Was wondering when you were going to post this. I didn't wanna step on any toes, and post if for you. But I didn't want anyone to miss out, either. 

Just ordered mine. Can't wait.


----------



## [email protected] (Nov 12, 2011)

Jonnyukon said:


> Do u tune the 1.8's?
> 
> 
> Sent from AutoGuide.com Free App


Not yet EFILive hasn't mapped out all the OSs for the 1.8 yet. Coming soon though, they're working on it.


----------



## illroyale (May 25, 2014)

Is the handheld yours to keep after purchasing the tune?


----------



## [email protected] (Nov 12, 2011)

illroyale said:


> Is the handheld yours to keep after purchasing the tune?



Yup, you get unlimited updates forever too. We never charge a penny after initial purchase.


----------



## CruzeTech (Mar 23, 2012)

How many tunes can we install on it? I'd like to have a wild tune and an e-85 tune. 

I ordered mine the other day, if you'd like to send me both of those, I won't be mad at ya! That way I'll have the basic e-85 tune, already, when you guys get the injectors back in stock.


----------



## hificruzer226 (Mar 27, 2013)

Wanted to bump this up so more can see


----------



## wasney (Mar 3, 2015)

I wish I had the cash I would order it.  Dang.


----------



## hificruzer226 (Mar 27, 2013)

wasney said:


> I wish I had the cash I would order it.  Dang.

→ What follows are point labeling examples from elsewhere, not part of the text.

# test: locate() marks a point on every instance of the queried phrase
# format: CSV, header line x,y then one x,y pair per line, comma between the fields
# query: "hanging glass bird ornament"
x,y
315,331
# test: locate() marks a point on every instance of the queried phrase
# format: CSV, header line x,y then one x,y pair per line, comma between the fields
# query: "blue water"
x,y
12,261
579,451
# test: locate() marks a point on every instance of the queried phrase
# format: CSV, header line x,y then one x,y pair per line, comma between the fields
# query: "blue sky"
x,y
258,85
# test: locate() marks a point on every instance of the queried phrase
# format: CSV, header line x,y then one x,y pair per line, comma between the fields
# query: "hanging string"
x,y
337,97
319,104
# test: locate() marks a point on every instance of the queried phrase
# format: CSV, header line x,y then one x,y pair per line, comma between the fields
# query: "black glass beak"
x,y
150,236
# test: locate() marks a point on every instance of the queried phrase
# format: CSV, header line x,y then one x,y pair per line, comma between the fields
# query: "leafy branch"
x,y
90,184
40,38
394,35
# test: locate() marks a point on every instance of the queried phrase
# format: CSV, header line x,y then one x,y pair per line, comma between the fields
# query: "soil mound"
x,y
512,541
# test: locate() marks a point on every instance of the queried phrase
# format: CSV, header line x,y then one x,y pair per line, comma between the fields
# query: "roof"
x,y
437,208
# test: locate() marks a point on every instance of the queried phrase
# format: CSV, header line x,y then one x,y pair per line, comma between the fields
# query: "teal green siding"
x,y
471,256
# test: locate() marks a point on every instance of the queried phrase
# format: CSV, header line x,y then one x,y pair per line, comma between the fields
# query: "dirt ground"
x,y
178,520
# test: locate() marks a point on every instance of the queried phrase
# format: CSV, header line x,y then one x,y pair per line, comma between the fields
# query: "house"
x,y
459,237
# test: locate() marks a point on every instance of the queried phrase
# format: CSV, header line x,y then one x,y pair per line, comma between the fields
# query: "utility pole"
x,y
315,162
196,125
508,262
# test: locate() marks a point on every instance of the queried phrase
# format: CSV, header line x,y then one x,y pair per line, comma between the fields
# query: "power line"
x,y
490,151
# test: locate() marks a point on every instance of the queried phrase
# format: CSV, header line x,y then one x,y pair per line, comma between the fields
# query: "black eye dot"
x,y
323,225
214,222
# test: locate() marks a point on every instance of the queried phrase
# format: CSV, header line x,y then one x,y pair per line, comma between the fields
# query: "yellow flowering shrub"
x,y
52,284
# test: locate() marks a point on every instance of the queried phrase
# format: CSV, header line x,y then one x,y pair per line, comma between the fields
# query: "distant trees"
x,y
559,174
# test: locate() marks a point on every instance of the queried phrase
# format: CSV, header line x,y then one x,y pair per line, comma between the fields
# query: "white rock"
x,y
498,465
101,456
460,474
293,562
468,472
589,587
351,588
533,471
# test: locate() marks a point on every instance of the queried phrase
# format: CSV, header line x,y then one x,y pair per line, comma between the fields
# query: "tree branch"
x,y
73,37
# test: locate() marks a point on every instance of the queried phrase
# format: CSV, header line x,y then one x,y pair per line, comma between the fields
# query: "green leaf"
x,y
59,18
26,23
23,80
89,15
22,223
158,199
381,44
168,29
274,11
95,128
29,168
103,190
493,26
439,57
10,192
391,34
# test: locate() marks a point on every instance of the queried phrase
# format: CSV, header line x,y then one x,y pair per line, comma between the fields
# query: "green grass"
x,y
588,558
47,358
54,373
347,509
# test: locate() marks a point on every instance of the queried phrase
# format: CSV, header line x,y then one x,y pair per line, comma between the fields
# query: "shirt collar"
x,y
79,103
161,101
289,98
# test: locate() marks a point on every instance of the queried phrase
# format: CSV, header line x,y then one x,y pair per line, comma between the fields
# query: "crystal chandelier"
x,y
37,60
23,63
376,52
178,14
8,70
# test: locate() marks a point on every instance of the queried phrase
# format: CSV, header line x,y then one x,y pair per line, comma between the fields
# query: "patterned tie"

same boat here:shipwrecked:


----------



## CruzeTech (Mar 23, 2012)

Can't wait. Mine shipped the day before yesterday. Hopefully, I'll see it today.


----------



## illroyale (May 25, 2014)

Write a review when you get it if you get a chance!!



CruzeTech said:


> Can't wait. Mine shipped the day before yesterday. Hopefully, I'll see it today.


----------



## RDB (Apr 27, 2015)

Hey I know I'm in the wrong place for this. But I got set of 18x9 for the front and 19x10 for the back...bolt pattern on the rims are 5x110, anyone know the best place for adapters? Also live I'm T.O canada. Thanks.....now for the tune, besides plugin it in and tuning it, do other components under the hood need to be changed? I got 2015 cruze 1.4t with zzp intake/eibach springs so far that's it...going to install zzp mid nd down pipe soon....should I do up my exhaust first then tune or I can tune with the stock cats and everything then install do nd mp ..or would it have problems besides the cats code throwing off. Thanks


----------



## [email protected] (Nov 12, 2011)

If you get a BNR tune you can tune now and install the parts later and just get a free update after. There's not really any specific tuning required and I could shut the CELs off before you get the parts so you dont have to do anything after you get them installed.


----------



## Cruzin' 6th Gear (Mar 12, 2014)

What is the purpose of the tunes sold counter on BNR?


----------



## [email protected] (Nov 12, 2011)

There is a group buy going on, but we will honor all sold, even if its only one.


----------